"…and before Little Red Riding Hood left for her grandmother’s house, her mother warned her about the Big Bad Wolf."
My mother used to warn me that Big Bad Wolves would lure innocent little girls into their dens with promises of sweets and treats. Although she never said exactly what would happen to me if I gave in to these sweet temptations, the warning stayed with me throughout my childhood. During my teenage years, I was told that the Big Bad Wolf would now come disguised as a handsome, suave young man in a flashy car trying to lure me with promises of a life of comfort and style.
So I grew up very aware of the omnipresent Big Bad Wolf and his tricks, and I was always extra-cautious of extremely good looking males. However, my mother stopped warning me of Big Bad Wolves the day I was bestowed with an honorary ‘Mrs.’. Perhaps she believed that the ‘Mrs.’ gave me a "knight in shining armour" who would stand between me and any would-be wolves.

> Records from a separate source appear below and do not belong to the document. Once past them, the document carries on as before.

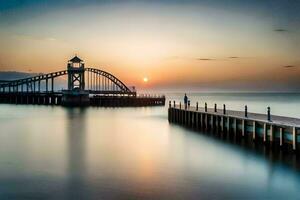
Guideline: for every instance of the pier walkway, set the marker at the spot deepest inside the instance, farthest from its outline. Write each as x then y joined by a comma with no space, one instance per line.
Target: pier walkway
270,129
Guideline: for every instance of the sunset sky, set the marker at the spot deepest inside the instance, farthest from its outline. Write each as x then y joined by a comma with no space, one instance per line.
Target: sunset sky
199,45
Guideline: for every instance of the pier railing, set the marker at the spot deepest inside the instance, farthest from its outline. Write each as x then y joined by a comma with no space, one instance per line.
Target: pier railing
270,129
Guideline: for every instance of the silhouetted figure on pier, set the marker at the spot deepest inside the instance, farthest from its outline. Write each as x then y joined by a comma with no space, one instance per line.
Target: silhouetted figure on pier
185,99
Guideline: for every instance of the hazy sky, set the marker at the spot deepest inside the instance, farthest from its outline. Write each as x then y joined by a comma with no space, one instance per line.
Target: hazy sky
228,44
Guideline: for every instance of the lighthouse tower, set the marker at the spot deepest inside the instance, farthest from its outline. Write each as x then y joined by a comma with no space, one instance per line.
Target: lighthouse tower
75,95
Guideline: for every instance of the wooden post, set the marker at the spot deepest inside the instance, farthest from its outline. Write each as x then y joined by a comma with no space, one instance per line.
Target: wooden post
228,125
269,114
294,139
235,126
222,124
271,133
206,122
281,136
265,132
254,131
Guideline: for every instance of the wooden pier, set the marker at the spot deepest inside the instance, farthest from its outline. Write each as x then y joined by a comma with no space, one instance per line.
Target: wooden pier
271,130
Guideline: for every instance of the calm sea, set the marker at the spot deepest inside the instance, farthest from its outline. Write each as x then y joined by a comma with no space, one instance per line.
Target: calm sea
51,152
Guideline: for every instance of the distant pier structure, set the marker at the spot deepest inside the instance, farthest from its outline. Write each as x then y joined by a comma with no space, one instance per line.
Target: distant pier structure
273,131
85,86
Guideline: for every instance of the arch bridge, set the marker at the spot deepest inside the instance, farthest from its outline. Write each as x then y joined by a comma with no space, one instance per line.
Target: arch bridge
90,80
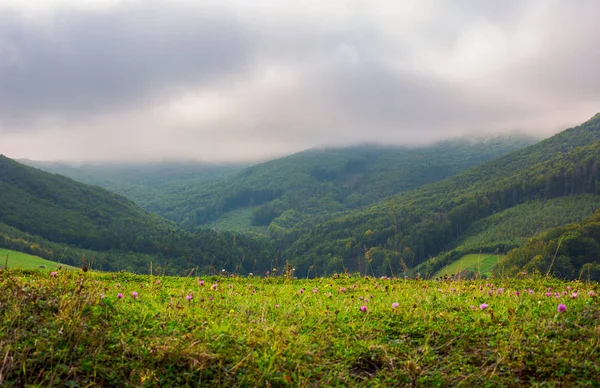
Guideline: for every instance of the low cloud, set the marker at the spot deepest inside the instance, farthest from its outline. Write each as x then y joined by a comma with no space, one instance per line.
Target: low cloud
132,80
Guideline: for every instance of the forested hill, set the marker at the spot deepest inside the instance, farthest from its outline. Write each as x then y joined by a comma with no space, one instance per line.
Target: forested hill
420,224
571,251
323,181
143,183
43,208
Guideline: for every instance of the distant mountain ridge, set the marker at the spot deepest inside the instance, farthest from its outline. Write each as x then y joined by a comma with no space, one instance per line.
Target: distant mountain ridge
423,223
37,207
308,184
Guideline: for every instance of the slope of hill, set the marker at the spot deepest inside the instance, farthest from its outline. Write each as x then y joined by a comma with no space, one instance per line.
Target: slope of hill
322,181
571,251
143,183
14,259
39,210
420,224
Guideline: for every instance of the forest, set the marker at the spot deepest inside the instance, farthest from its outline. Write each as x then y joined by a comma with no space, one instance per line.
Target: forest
367,209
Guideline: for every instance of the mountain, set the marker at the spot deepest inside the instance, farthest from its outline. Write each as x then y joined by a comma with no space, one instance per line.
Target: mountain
49,209
571,251
313,183
141,182
412,227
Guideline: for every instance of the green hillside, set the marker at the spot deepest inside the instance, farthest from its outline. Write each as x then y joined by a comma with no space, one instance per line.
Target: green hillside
142,183
571,251
480,263
420,224
314,182
14,259
40,213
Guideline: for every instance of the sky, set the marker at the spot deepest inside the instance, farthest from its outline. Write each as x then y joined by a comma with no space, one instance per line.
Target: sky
241,80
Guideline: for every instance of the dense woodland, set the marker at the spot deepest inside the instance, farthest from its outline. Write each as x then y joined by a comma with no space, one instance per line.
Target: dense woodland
571,251
370,209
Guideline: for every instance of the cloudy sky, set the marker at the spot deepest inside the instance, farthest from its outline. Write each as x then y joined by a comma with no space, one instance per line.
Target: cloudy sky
251,79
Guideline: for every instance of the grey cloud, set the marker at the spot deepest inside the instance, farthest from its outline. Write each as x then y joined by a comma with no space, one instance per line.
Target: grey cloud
352,81
87,62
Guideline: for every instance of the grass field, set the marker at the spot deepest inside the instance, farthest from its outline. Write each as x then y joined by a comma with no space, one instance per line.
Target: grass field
102,329
23,260
482,263
239,220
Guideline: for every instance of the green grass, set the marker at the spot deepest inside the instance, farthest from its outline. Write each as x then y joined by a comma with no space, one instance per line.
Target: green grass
513,227
482,263
24,260
239,221
73,330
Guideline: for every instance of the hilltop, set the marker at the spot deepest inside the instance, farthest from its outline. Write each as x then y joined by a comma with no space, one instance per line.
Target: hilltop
307,185
417,225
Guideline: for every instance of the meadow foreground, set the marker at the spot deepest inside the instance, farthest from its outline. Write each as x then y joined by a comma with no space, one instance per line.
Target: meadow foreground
70,328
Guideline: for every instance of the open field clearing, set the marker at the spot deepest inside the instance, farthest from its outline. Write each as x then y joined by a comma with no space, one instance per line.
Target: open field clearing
16,259
92,329
482,263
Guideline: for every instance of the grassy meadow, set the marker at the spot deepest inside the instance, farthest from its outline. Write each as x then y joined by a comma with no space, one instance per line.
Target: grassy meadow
74,328
482,263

Fifteen years down the road, after I had lost my ‘Mrs.’ title, my first real Big Bad Wolf came knocking on my door with armful of roses. He soon became a trusted friend with whom I could share the grief of a marriage gone sour. Sweet reassurances about my good looks and figure helped rebuild my self esteem and confidence, and I forgot all about my mother’s warnings of long ago. I was caught completely unaware when the Big Bad Wolf made his first move under the guise of teaching me to use the computer. I had no idea what to do! Luckily, someone happened to walk into the room just as the Big Bad Wolf was attempting to show me what big teeth he had by testing them on my neck.
I think the loss of my married title has become a signal for many would-be wolves that I am now an easy prey. I have since encountered wolves in many disguises, ranging from the dashing yuppies who say they prefer older women, to impotent ones who try to convince me that I could succeed where Viagra and older faithful wives have failed. I have also discovered that even wolves who profess that they believe in a good family life and have an undying love of God are just as dangerous as the lonesome ones who hang out in pubs. I even tried wearing my gold wedding band again for protection, but I soon gave up that tactic after its reappearance raised hopes of reconciliation from my mother and questioning looks from my friends.
My mother was not wrong in her warnings, but she forgot to tell me that Big Bad Wolves are not far away when one becomes single again. They seem to be able to sniff us out. Perhaps they see themselves as knights who need to protect us from the stronger half of the species. Perhaps they think it is their duty to fill the void created by our "loss". Or, perhaps we appear more defenceless, tired after our long journey and easier to lure into the den.
Remember, Big Bad Wolves seem to appear when you least expect them. And if you only see through his disguises when he is already under the bedclothes, be assured that there won’t be a passing woodcutter to rescue you in time.